This article first appeared on the Anything Peaceful site.

Woodrow Wilson's reputation has recently taken a well-deserved beating because of his racial policies. He restored segregation in the federal civil service, and the infamous movie Birth of a Nation highlights his support for the Ku Klux Klan. Those policies are dead today, with very few advocates.

However, a more recent president implemented an even worse race-based policy against Americans, and some politicians say we should emulate it today. Franklin D. Roosevelt's executive order forcibly removed about 120,000 Japanese Americans, mostly U.S. citizens, from their homes.

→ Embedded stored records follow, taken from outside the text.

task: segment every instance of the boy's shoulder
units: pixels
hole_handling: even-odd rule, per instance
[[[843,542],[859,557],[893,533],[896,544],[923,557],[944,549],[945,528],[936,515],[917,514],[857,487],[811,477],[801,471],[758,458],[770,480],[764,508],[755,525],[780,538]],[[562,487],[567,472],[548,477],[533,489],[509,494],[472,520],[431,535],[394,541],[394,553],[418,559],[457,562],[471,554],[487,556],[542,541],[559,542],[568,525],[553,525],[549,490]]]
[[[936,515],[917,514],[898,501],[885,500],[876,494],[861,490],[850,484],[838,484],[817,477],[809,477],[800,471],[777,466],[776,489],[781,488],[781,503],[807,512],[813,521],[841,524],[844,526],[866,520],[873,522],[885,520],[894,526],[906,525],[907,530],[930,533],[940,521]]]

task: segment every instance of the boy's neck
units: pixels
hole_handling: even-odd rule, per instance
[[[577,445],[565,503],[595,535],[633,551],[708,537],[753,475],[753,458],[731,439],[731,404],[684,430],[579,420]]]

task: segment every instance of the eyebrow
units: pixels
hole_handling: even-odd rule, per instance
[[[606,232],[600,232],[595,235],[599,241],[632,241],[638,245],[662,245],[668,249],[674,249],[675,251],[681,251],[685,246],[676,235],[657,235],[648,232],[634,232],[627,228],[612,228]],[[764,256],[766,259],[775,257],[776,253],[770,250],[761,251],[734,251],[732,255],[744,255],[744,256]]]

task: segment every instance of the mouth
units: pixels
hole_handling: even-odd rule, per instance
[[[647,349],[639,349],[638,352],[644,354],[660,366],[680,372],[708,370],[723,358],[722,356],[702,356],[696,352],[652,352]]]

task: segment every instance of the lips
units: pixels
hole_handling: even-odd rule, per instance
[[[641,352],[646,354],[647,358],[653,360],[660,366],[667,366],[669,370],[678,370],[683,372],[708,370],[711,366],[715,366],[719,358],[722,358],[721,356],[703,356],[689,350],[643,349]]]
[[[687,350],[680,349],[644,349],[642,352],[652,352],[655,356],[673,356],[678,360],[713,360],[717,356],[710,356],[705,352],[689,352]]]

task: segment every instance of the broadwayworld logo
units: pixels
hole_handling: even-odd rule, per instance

After the bombing of Pearl Harbor, people feared a Japanese attack on the West Coast, and many regarded the Japanese American population in California as disloyal. On February 19, 1942, Roosevelt issued Executive Order 9066, which authorized the military to remove people from designated military areas.

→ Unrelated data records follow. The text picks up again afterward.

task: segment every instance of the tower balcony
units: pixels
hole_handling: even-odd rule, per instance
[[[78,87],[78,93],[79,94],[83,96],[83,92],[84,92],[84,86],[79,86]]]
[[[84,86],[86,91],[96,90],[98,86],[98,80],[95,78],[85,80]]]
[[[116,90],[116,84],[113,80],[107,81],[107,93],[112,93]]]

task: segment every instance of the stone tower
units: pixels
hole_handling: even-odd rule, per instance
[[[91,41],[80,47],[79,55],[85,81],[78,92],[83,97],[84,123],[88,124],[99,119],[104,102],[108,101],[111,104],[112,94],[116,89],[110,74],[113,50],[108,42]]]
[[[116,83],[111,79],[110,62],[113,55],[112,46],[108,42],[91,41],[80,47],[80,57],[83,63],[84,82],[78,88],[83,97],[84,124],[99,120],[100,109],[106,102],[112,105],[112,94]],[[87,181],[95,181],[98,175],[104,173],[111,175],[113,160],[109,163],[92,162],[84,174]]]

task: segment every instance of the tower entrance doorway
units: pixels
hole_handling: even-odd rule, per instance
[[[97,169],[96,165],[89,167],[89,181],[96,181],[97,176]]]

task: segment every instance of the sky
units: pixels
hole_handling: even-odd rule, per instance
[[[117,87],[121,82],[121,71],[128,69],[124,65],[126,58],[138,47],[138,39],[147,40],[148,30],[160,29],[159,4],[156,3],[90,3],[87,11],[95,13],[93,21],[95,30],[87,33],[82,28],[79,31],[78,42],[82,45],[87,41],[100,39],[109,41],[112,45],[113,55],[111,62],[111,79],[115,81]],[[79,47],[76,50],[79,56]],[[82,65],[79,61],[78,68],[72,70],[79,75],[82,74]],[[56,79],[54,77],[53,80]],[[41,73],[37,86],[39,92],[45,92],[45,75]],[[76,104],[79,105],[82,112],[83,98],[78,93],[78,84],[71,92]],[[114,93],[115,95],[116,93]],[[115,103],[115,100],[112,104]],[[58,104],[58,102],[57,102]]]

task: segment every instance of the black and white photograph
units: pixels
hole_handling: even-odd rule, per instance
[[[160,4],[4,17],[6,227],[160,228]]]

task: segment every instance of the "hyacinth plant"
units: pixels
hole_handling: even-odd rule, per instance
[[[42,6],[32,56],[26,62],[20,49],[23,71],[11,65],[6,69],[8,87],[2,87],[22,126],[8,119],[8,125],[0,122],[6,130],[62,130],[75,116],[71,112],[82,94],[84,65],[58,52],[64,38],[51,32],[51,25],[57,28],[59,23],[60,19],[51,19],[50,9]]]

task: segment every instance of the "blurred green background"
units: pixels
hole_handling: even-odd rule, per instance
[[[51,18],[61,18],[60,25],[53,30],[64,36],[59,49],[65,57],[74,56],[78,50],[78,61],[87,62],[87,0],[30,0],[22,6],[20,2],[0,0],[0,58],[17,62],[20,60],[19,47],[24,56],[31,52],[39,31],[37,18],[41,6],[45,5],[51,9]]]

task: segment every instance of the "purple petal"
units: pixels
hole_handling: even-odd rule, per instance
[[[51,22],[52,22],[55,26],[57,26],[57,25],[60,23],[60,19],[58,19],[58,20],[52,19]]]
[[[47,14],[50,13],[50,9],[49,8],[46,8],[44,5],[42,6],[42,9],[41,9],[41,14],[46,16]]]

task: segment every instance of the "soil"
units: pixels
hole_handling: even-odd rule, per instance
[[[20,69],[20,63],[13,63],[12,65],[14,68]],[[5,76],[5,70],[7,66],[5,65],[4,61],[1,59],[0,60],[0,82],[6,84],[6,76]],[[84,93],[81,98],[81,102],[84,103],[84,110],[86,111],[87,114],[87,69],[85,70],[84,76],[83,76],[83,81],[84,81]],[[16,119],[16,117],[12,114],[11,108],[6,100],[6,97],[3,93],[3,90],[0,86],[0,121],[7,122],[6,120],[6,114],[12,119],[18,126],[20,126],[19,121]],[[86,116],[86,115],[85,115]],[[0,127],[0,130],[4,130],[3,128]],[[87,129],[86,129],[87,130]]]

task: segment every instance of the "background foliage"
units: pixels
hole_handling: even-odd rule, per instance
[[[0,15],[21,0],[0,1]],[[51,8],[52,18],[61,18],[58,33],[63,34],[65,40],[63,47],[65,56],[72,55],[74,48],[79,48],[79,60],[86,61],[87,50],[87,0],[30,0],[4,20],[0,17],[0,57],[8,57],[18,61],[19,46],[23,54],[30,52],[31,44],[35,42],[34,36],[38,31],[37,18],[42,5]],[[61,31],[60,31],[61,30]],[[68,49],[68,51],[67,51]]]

As explained in Greg Robinson's By Order of the President, Roosevelt's language was broad, but everyone understood "any and all persons" to mean Japanese Americans and "military areas" to mean the West Coast. The removals included "Issei"— resident immigrants—as well as "Nisei"—native-born Americans with Japanese parents. Immigration from Japan had been banned since 1924, and all Japanese immigrants were ineligible for citizenship, although all had been living in America for at least 18 years.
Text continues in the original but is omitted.